To avoid pitfalls, a clear business strategy needs to be defined specifying business goals in order to maximise gains. The next step is to trim all the processes that lead to this gain.

The bridge between Business and Analytics – Business Data Analyst

The terms business analysis and data analysis have traditionally seemed different. With the increasing amount of data available, stored and the need to analyse that data and gain business insights out of it, a new role, Business Data Analyst is critical. Companies lacking the business data analysis talent pool have a lower ROI and will lose out to companies hiring analytics talent.

Most companies, even today,  have the two competencies separate. Business analysts analyze functional requirements and help translate the same to technical specifications while data analysts are more technical, gathering, cleansing and analyzing data. To increase the analytic throughput of a company it is vital to combine the business and analytic competencies to be able to analyze the data from a business aspect, being able to draw conclusions about consumer behaviour, find trends and accordingly make business decisions with targeted marketing campaigns.

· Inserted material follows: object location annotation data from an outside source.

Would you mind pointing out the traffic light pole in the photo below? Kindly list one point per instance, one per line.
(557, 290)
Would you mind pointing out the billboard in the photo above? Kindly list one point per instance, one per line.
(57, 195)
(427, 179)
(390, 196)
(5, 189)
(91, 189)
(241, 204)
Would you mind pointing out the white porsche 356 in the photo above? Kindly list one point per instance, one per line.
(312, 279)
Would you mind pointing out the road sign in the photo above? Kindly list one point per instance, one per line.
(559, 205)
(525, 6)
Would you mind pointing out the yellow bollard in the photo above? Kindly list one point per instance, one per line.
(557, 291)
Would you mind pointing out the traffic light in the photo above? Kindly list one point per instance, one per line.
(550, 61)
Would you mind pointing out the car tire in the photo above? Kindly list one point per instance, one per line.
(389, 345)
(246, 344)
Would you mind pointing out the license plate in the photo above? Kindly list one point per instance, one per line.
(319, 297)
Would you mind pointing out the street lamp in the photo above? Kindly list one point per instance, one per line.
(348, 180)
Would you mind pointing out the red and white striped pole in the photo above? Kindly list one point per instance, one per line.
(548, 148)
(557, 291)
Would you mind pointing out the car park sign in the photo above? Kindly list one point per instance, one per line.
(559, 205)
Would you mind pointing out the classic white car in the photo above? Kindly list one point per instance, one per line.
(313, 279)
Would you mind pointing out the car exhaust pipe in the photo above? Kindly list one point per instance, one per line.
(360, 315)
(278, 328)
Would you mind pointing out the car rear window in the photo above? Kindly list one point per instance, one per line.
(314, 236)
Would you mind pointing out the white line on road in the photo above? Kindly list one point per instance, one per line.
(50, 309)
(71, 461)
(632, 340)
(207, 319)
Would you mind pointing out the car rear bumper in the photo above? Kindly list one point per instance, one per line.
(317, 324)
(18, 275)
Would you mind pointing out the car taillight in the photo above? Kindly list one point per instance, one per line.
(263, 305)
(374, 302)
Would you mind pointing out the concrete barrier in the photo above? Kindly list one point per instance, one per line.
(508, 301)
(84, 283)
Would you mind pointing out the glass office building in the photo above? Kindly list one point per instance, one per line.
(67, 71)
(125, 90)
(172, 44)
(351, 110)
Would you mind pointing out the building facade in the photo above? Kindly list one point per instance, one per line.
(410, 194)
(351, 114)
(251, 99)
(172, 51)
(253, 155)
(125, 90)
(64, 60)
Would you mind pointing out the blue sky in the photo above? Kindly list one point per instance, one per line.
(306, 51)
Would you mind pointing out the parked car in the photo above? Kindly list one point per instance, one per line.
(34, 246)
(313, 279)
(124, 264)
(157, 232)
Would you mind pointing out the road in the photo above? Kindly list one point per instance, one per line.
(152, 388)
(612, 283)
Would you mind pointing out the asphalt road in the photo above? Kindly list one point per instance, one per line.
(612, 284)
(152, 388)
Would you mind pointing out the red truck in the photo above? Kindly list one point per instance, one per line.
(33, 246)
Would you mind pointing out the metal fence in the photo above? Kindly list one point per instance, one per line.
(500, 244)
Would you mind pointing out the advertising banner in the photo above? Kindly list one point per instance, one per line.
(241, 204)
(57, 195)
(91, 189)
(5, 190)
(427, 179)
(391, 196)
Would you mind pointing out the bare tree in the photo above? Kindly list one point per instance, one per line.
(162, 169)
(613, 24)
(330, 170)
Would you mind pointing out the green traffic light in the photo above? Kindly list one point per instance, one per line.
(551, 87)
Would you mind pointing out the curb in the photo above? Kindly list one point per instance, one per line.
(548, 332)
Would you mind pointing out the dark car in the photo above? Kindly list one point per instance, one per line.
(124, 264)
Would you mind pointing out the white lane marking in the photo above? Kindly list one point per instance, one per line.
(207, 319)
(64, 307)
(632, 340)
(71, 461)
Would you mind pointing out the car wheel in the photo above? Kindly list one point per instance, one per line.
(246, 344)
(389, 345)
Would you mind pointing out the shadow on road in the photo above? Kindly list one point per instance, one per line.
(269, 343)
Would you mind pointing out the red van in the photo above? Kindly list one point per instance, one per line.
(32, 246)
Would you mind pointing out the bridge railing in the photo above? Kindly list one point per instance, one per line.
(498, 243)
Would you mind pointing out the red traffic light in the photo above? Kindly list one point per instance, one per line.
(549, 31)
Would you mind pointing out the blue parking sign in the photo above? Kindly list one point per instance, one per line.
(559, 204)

As this is an emerging field, it can be challenging to find right people with both the business acumen as well as analytics skillset. There can be myriad ways to bridge this gap. One strategy can be to create teams of people with direct marketing roles along with data analysts and data scientists to utilise the combined specialised competencies. Another strategy can be to train the management team’s analytical skills or beefing up the business knowledge of data analysts.

No matter which strategies are adapted, the new role of Business Data Analyst is paramount for enabling a company to make the right investments at the right time to yield an ROI. Building a data driven company is more than identifying the right BI tools, it’s about driving business through customer behaviour feedback by analyzing data.